Engaging with State Legislative Processes
All local governments.
Renewable energy access and adoption is influenced by state laws and policies. State laws also dictate how state regulatory bodies operate and what they are authorized to do. For example, legislation can enable, authorize, or direct PUCs/PSCs to make changes to the ways they incentivize utilities financially. Legislation can also authorize community choice aggregation (CCA), set renewable portfolio standards (RPS), enable financing tools like securitization to retire coal plants, require utilities to have competitive processes for procuring new generation, and more.
Local governments can influence state legislation by engaging with other parties before or during an official legislative process. They may also be able to influence implementation of a law following its passage.
Prior to a legislative session, local governments may wish to first engage with other entities to confer on one another’s priorities and discuss the potential for collaboration. Depending on the local governments’ intentions and goals, these other parties might include:
- Legislators: Local governments can sometimes collaborate with legislators directly to draft new bills or provide input on bills that are already under development.
- Governor’s office and attorney general’s office: Governor’s and attorney general’s offices can at times exert significant influence over the legislative process.
- State agencies with relevant jurisdiction over areas such as energy, climate, or environmental quality (including state energy offices): State agencies can sometimes have greater influence on legislative discussions than outside interest groups because they are part of the government and acting on behalf of the governor.
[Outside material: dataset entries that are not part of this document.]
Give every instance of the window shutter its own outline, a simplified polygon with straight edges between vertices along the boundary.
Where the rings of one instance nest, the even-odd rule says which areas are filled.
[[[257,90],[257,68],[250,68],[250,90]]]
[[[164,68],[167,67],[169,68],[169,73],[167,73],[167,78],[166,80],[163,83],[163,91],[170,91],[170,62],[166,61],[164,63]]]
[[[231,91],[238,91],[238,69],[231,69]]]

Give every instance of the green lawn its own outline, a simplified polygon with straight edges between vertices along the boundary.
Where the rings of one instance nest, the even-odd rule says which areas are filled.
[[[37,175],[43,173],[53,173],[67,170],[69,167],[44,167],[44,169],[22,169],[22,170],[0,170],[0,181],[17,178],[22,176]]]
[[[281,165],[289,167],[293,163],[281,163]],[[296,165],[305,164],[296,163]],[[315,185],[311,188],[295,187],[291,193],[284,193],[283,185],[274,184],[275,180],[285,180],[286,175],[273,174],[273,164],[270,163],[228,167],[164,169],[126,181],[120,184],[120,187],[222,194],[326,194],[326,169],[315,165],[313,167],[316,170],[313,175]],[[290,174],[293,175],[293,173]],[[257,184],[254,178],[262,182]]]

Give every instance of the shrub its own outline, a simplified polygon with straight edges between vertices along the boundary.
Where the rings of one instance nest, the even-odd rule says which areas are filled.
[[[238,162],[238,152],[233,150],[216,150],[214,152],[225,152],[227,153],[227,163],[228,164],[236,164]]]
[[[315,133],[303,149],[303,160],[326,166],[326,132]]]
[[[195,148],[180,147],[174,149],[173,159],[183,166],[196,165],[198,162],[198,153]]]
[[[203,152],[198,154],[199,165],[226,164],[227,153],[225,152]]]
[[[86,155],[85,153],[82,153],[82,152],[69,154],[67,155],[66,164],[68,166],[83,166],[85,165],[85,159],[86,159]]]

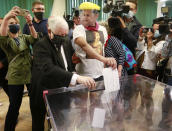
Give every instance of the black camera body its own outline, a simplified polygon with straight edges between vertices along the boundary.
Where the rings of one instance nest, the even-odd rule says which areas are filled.
[[[64,19],[68,23],[69,29],[74,27],[73,17],[79,17],[79,9],[72,8],[72,15],[63,15]]]
[[[130,7],[125,5],[124,0],[117,0],[115,4],[113,4],[113,1],[110,1],[110,3],[108,3],[108,1],[105,0],[104,2],[106,3],[106,5],[103,8],[103,12],[109,13],[110,11],[112,11],[112,17],[122,17],[123,13],[127,14],[130,10]]]
[[[161,13],[163,14],[163,17],[159,17],[153,20],[153,24],[159,24],[160,34],[169,34],[170,29],[172,29],[172,18],[168,17],[168,12],[168,7],[162,7]]]

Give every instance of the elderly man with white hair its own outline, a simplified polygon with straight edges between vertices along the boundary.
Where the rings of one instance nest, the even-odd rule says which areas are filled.
[[[68,87],[76,83],[84,84],[89,88],[95,87],[95,81],[92,78],[72,73],[72,47],[67,37],[68,30],[67,22],[63,17],[50,17],[48,36],[39,40],[33,48],[30,94],[33,131],[44,130],[46,109],[43,90]]]
[[[80,59],[76,62],[76,72],[102,80],[104,64],[113,68],[117,64],[114,58],[103,56],[108,35],[106,29],[96,22],[100,7],[91,2],[83,2],[79,9],[81,25],[76,26],[73,31],[75,54]]]

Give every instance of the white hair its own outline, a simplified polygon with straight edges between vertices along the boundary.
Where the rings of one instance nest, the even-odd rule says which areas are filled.
[[[55,32],[57,29],[65,29],[69,30],[69,26],[66,22],[66,20],[61,17],[61,16],[51,16],[48,18],[48,28],[52,31]]]

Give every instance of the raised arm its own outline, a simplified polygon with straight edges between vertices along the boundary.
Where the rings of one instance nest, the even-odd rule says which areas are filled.
[[[32,23],[32,16],[31,16],[30,14],[28,14],[28,15],[25,17],[25,19],[26,19],[26,22],[27,22],[27,24],[28,24],[28,26],[29,26],[29,30],[30,30],[31,35],[32,35],[34,38],[37,38],[37,37],[38,37],[38,34],[37,34],[37,32],[35,31],[35,28],[34,28],[33,23]]]
[[[15,6],[13,7],[4,17],[1,27],[0,27],[0,34],[1,36],[7,36],[8,35],[8,21],[11,18],[15,18],[19,12],[19,7]]]
[[[88,56],[93,59],[97,59],[103,62],[105,65],[111,66],[113,69],[116,68],[116,60],[114,58],[105,58],[104,56],[99,55],[95,50],[86,42],[83,37],[78,37],[75,39],[75,43],[79,45]]]

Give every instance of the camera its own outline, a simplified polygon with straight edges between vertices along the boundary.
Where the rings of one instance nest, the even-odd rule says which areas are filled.
[[[113,4],[113,0],[105,0],[104,3],[106,5],[103,7],[103,12],[109,13],[112,11],[112,17],[122,17],[123,13],[127,14],[130,10],[130,7],[125,5],[124,0],[117,0],[115,4]]]
[[[169,34],[172,29],[172,18],[168,17],[169,7],[162,7],[161,13],[163,17],[159,17],[153,20],[153,24],[159,24],[160,34]]]
[[[79,9],[72,8],[72,15],[65,14],[63,15],[64,19],[68,23],[69,29],[74,27],[73,17],[79,17]]]
[[[148,31],[153,32],[153,28],[143,28],[142,33],[147,33]]]
[[[159,17],[153,20],[153,24],[159,24],[160,34],[169,34],[170,29],[172,29],[172,18],[169,17]]]

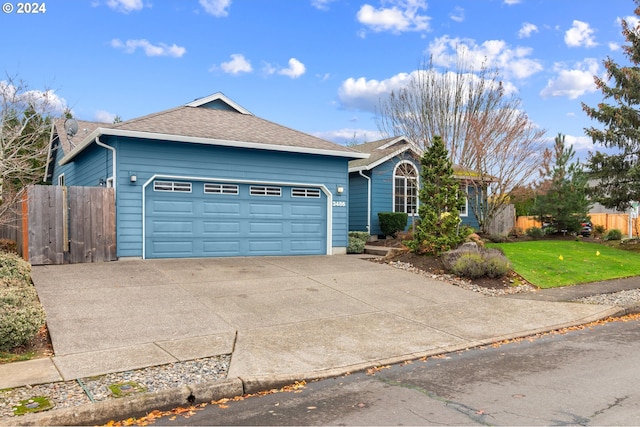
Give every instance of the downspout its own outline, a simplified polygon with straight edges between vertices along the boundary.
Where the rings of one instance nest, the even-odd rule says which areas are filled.
[[[116,149],[100,142],[100,137],[96,136],[96,145],[102,147],[102,148],[106,148],[107,150],[111,150],[112,153],[112,161],[111,161],[111,178],[113,178],[113,193],[116,193]]]
[[[367,231],[371,234],[371,178],[363,174],[362,169],[358,173],[367,180]]]

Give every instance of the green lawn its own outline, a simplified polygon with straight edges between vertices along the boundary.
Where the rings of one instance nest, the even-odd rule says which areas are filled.
[[[597,243],[535,240],[487,246],[502,249],[516,273],[541,288],[640,275],[640,253]]]

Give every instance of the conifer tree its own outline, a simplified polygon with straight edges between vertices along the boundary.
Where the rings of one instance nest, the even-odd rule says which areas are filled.
[[[549,188],[532,208],[540,222],[553,224],[558,232],[578,233],[588,219],[587,177],[573,160],[575,154],[572,146],[565,145],[564,135],[558,134],[553,153],[547,154],[554,160],[554,167],[546,170]]]
[[[420,223],[407,243],[416,253],[440,255],[458,246],[468,234],[466,227],[460,226],[465,196],[453,177],[453,165],[441,137],[432,139],[420,164]]]
[[[640,0],[634,13],[640,16]],[[625,210],[640,200],[640,29],[622,20],[623,46],[628,66],[619,66],[607,58],[607,78],[594,77],[604,100],[597,107],[582,104],[589,117],[605,125],[604,129],[586,128],[594,143],[609,149],[589,156],[587,163],[596,187],[593,199],[609,208]]]

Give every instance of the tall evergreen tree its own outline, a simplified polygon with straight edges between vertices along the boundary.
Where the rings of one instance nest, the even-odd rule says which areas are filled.
[[[640,0],[635,3],[634,13],[640,16]],[[640,200],[640,31],[623,19],[622,34],[629,43],[623,50],[631,65],[619,66],[607,58],[603,62],[607,78],[594,77],[604,100],[597,107],[582,104],[589,117],[605,125],[602,130],[586,128],[585,133],[609,149],[589,156],[587,166],[596,184],[590,194],[603,205],[620,210]]]
[[[546,171],[550,185],[532,211],[540,222],[551,222],[558,231],[577,233],[588,217],[591,202],[587,198],[587,176],[580,163],[573,161],[576,153],[573,146],[565,145],[564,139],[562,134],[556,137],[554,167]]]
[[[464,194],[453,177],[453,165],[442,138],[435,136],[420,161],[420,223],[408,246],[416,253],[440,255],[467,236],[460,228]]]

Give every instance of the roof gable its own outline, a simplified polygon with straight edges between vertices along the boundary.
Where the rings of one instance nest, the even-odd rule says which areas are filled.
[[[109,126],[98,126],[66,164],[101,135],[365,158],[368,154],[261,119],[218,92],[186,105]]]
[[[373,169],[406,151],[409,151],[416,158],[421,156],[420,149],[404,136],[366,142],[364,144],[355,145],[351,148],[362,153],[367,153],[369,154],[369,157],[351,160],[349,162],[349,172]]]

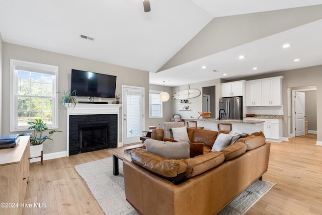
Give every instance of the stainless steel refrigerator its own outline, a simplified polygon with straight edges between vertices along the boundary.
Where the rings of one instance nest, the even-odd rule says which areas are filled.
[[[243,119],[243,97],[220,98],[219,110],[221,119]]]

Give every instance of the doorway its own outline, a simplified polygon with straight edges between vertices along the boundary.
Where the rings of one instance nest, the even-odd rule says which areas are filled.
[[[122,86],[122,89],[123,144],[138,142],[144,128],[144,88]]]
[[[289,136],[316,138],[316,87],[293,87],[288,89],[288,92],[291,97],[289,110],[291,111],[291,114],[288,115],[288,123],[290,125],[288,127]],[[302,108],[301,106],[303,106]],[[303,112],[303,117],[301,112]]]
[[[202,111],[211,112],[211,118],[216,118],[216,86],[202,88]]]

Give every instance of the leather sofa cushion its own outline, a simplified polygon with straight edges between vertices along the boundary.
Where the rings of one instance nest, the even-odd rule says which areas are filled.
[[[246,151],[249,151],[264,145],[266,139],[264,133],[262,131],[259,131],[253,133],[246,137],[240,138],[238,141],[246,144],[247,145]]]
[[[190,142],[189,149],[190,158],[194,158],[198,155],[203,155],[203,144],[199,142]]]
[[[213,152],[187,159],[186,178],[200,175],[222,163],[225,156],[221,152]]]
[[[265,144],[265,137],[262,136],[257,136],[250,139],[245,141],[245,144],[247,145],[247,149],[246,151],[250,151],[256,149]]]
[[[223,148],[220,152],[225,156],[225,161],[228,161],[243,155],[246,152],[247,145],[244,142],[237,142]]]
[[[189,144],[147,139],[144,141],[146,151],[168,159],[186,159],[190,158]]]
[[[185,160],[167,160],[141,148],[133,150],[131,159],[133,163],[175,184],[180,183],[185,179],[187,168]]]
[[[193,139],[190,140],[192,142],[202,142],[212,148],[217,134],[218,131],[196,128],[193,133]]]

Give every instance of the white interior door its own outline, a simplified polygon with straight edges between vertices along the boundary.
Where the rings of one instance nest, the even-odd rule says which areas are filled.
[[[210,112],[210,95],[202,96],[202,112]]]
[[[143,130],[143,89],[122,86],[123,143],[139,142]]]
[[[296,92],[294,98],[295,110],[295,136],[305,135],[305,93]]]

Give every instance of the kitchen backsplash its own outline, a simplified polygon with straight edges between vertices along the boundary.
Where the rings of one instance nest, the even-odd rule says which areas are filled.
[[[247,107],[246,109],[246,113],[257,115],[284,115],[283,106]]]

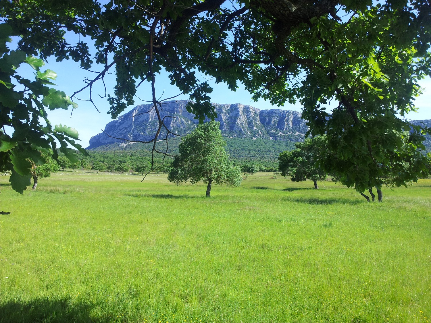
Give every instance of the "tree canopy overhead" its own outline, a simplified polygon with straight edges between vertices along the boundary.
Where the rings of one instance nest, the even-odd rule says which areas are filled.
[[[109,97],[115,118],[134,104],[141,82],[151,82],[159,124],[150,141],[153,149],[166,127],[159,113],[161,93],[155,87],[156,75],[165,69],[172,84],[190,93],[194,102],[188,109],[200,121],[215,112],[212,89],[199,73],[233,90],[242,83],[256,99],[280,105],[299,100],[312,133],[326,134],[329,149],[342,162],[378,169],[391,162],[390,152],[397,162],[405,159],[407,149],[410,157],[406,161],[409,176],[398,184],[428,171],[419,154],[423,130],[398,116],[414,110],[413,99],[421,93],[417,82],[431,74],[429,0],[1,3],[0,16],[21,36],[19,47],[27,53],[72,59],[87,69],[100,64],[94,78],[71,97],[89,90],[91,99],[94,82],[115,70],[117,84]],[[66,31],[87,37],[70,43]],[[325,105],[331,100],[338,106],[330,115]],[[393,135],[406,131],[406,140]],[[379,185],[375,173],[344,183],[363,191]]]

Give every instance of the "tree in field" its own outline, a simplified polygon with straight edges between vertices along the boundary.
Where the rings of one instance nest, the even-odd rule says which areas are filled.
[[[183,182],[207,183],[207,197],[210,196],[213,182],[240,185],[242,180],[241,170],[228,160],[225,146],[219,122],[212,121],[200,124],[193,132],[182,138],[179,153],[174,157],[168,180],[177,185]]]
[[[97,171],[98,174],[99,171],[105,171],[106,170],[106,165],[100,162],[96,161],[93,163],[91,168],[95,171]]]
[[[72,165],[72,163],[69,159],[66,156],[61,155],[59,155],[57,158],[57,163],[62,171],[64,171],[65,168],[71,168]]]
[[[320,136],[295,143],[296,149],[280,154],[278,165],[281,175],[291,176],[292,182],[310,180],[313,181],[314,188],[318,188],[318,181],[325,180],[328,176],[328,173],[317,165],[319,155],[327,149],[327,144],[326,138]]]
[[[144,175],[144,173],[150,170],[151,167],[151,164],[148,162],[141,162],[136,165],[134,170],[135,171],[141,173],[142,175]]]
[[[79,169],[81,168],[81,163],[78,161],[76,163],[71,163],[70,165],[70,168],[72,169],[72,171],[73,171],[75,169]]]
[[[42,72],[42,60],[22,50],[9,51],[6,43],[12,41],[9,36],[13,33],[10,26],[0,24],[0,171],[11,172],[12,188],[22,194],[31,184],[32,177],[34,189],[37,178],[53,171],[51,165],[42,165],[47,158],[50,161],[50,157],[43,155],[40,151],[50,148],[56,159],[56,140],[60,151],[72,160],[77,160],[77,157],[68,143],[86,153],[73,140],[78,138],[75,129],[61,124],[53,127],[47,116],[47,109],[67,109],[69,106],[75,108],[78,105],[64,92],[49,87],[55,85],[52,81],[57,75],[49,69]],[[34,81],[18,74],[22,64],[34,70]],[[11,128],[13,131],[9,132]]]
[[[29,161],[31,165],[30,173],[33,177],[33,190],[36,189],[37,186],[37,180],[39,178],[44,178],[51,176],[51,173],[58,171],[58,165],[51,157],[52,154],[46,152],[42,152],[41,154],[42,158],[44,161],[38,160],[34,162],[31,160]]]
[[[257,165],[244,165],[241,168],[241,171],[244,175],[253,175],[259,171],[259,166]]]
[[[28,54],[71,58],[93,70],[92,64],[100,64],[82,89],[90,96],[94,83],[115,70],[109,99],[114,118],[134,103],[141,82],[150,82],[159,121],[149,141],[153,152],[156,142],[169,135],[155,90],[156,75],[164,69],[180,92],[190,94],[187,109],[201,121],[216,113],[212,89],[200,72],[233,90],[243,84],[256,99],[281,106],[299,100],[311,134],[326,134],[328,150],[342,161],[333,169],[325,159],[325,169],[359,192],[380,185],[375,170],[390,167],[394,158],[401,162],[406,154],[415,155],[398,183],[427,174],[420,151],[421,132],[429,129],[404,117],[415,110],[418,81],[431,74],[429,1],[60,2],[5,1],[0,16],[21,35],[19,46]],[[73,44],[66,30],[88,36],[95,56],[89,40]],[[325,105],[330,100],[338,103],[331,114]],[[408,146],[393,135],[404,131]],[[365,173],[348,176],[354,167]]]
[[[129,169],[130,169],[130,166],[125,163],[121,163],[117,167],[117,170],[121,171],[122,173],[125,171],[128,171]]]
[[[371,124],[370,127],[378,127],[377,123]],[[354,186],[356,190],[367,201],[370,202],[369,197],[364,194],[369,193],[372,201],[375,196],[373,189],[375,188],[378,201],[382,200],[382,187],[389,187],[403,186],[407,187],[407,184],[416,182],[422,174],[425,177],[429,174],[431,166],[427,163],[426,157],[412,146],[411,138],[414,135],[409,131],[398,132],[393,131],[385,134],[386,138],[390,137],[390,141],[396,142],[393,146],[393,150],[388,152],[384,156],[380,156],[381,162],[377,161],[369,161],[368,163],[364,161],[353,162],[356,158],[361,156],[360,151],[353,150],[349,152],[346,158],[337,155],[331,149],[327,153],[322,154],[322,164],[328,167],[331,173],[335,174],[337,181],[344,183],[348,183],[348,186]],[[376,144],[383,146],[386,143],[378,142],[378,138],[374,138]],[[398,147],[401,147],[399,149]],[[366,146],[363,149],[367,149]],[[412,172],[411,169],[417,168],[418,171]],[[355,183],[361,183],[361,187]]]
Note that executive branch agencies plan their agendas for upcoming legislative sessions in advance, and also sometimes hold meetings or listening sessions to collect stakeholder input on proposed legislative priorities.
- Utilities: Joint advocacy efforts undertaken by utilities in partnership with large customers can be particularly powerful for swaying legislators.
- Other large customers such as corporations, interest groups, or other local governments: Partnerships and coalitions create a collective voice that can carry greater weight and influence than any one organization.
During a legislative session, local governments can attempt to influence the process by meeting with legislators, particularly those on relevant committees, to support or oppose a bill. They can also provide public testimony during committee hearings or submit written comments to be entered into the legislative record.
Following a bill’s passage, local governments may still be able to affect how the responsible state agencies implement the law. Depending on the state, there may be stakeholder processes conducted by a PUC or PSC, a state energy office, or others involving listening sessions, public comment periods, or working groups to inform the implementation and rulemaking.
U.S. Congress maintains a list of links to state legislatures around the country.
The National Conference of State Legislatures (NCSL) provides nonpartisan support for state legislatures and individual legislators. Its website contains a variety of resources that could be valuable for engaging with legislative processes, including topical research, bill tracking, and educational information. These include NCSL’s publication Legislatures and Citizens: Public Participation and Confidence in the Legislature.
The U.S. Department of Energy’s Federal Energy Management Program maintains a list of state energy offices and provides an overview of what they do.
This REBA Institute report provides an analysis of potential policies intended to increase access to and decrease the costs of renewable energy in the United States. The report evaluates several policy pathways for eight states: Arizona, California, Colorado, Georgia, Massachusetts, Minnesota, North Carolina, and Virginia. Appendix C expands on the details of the three main policy pathways: (1) advancing state policies that would expand mandated renewable energy purchases for jurisdictions (i.e., renewable portfolio standard (RPS)), (2) expanding utility subscription programs for renewable energy, and (3) introducing retail supply choice.